Too many assume they can read a few books or watch a few TV shows just in this narrow niche and then consider themselves experts. Not so. An expert is a person who has made lots of mistakes and learns from them. It's trial by fire.

Many paranormal "experts" are woefully ignorant of the history of their own field let alone the critiques of it. I try to encourage paranormalists to take a look at the skeptical literature on their favorite topic. If you don't know the arguments against your field, how can you say you KNOW your field at all. It's discouraging when I see this closed-mindedness to criticism.

When this deliberate ignorance of an important aspect of the subject is displayed, I lose so much respect for the so-called paranormal experts.

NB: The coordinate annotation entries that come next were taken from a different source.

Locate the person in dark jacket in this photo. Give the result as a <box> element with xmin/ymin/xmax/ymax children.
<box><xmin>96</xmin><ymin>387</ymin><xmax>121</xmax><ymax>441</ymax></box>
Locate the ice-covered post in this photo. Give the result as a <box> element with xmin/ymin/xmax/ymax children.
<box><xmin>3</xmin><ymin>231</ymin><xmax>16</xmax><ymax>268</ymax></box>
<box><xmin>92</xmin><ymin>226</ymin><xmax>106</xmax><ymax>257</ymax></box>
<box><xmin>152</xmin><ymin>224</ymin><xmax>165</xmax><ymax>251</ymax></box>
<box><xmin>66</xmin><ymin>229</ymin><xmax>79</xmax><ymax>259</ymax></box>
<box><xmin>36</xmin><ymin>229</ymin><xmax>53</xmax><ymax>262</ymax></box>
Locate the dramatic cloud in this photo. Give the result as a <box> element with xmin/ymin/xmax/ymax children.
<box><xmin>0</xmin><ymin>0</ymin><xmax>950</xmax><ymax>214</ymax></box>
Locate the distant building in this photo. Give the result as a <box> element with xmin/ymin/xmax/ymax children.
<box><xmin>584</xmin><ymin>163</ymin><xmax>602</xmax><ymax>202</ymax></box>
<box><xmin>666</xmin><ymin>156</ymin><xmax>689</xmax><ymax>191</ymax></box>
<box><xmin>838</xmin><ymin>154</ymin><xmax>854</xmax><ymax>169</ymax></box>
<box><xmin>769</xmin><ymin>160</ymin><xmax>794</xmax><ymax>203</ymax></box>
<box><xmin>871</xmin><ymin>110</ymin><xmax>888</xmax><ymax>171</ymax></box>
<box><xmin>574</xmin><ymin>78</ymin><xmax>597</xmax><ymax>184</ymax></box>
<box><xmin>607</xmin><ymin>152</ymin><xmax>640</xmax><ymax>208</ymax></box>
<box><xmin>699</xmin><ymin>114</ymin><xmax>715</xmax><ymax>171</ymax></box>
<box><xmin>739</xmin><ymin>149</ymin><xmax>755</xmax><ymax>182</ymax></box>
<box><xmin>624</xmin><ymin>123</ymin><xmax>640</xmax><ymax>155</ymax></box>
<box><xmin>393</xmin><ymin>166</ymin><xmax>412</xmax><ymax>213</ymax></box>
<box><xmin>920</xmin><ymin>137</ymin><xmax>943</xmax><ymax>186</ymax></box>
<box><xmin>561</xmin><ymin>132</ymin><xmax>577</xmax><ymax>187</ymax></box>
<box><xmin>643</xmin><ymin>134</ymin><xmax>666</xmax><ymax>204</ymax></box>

I was reminded of this as I recently read a piece by Dr. Harriet Hall, a retired physician and eminent contributor to the Science-Based Medicine blog as well as writing for other skeptical publications and presenting at events. Her SkepDoc rule of thumb is: Find out who disagrees with this, and why.

Simple and brilliant.

I try to push this to paranormally-minded folks. They most often ignore it, brusquely brushing off the idea that they should listen to a "debunker." Are they afraid? Do they not want to face the criticism? Do they only want reinforcement? I understand. It's uncomfortable to listen to the opposite side. But, at least occasionally, you have to do it to make progress and gain a more thorough understanding.

If you, Team Paranormal, state you are seeking the truth, you'd better walk the walk and have a good response to the arguments against your claim. You can't be the judge unless you have listened to both sides discuss the evidence.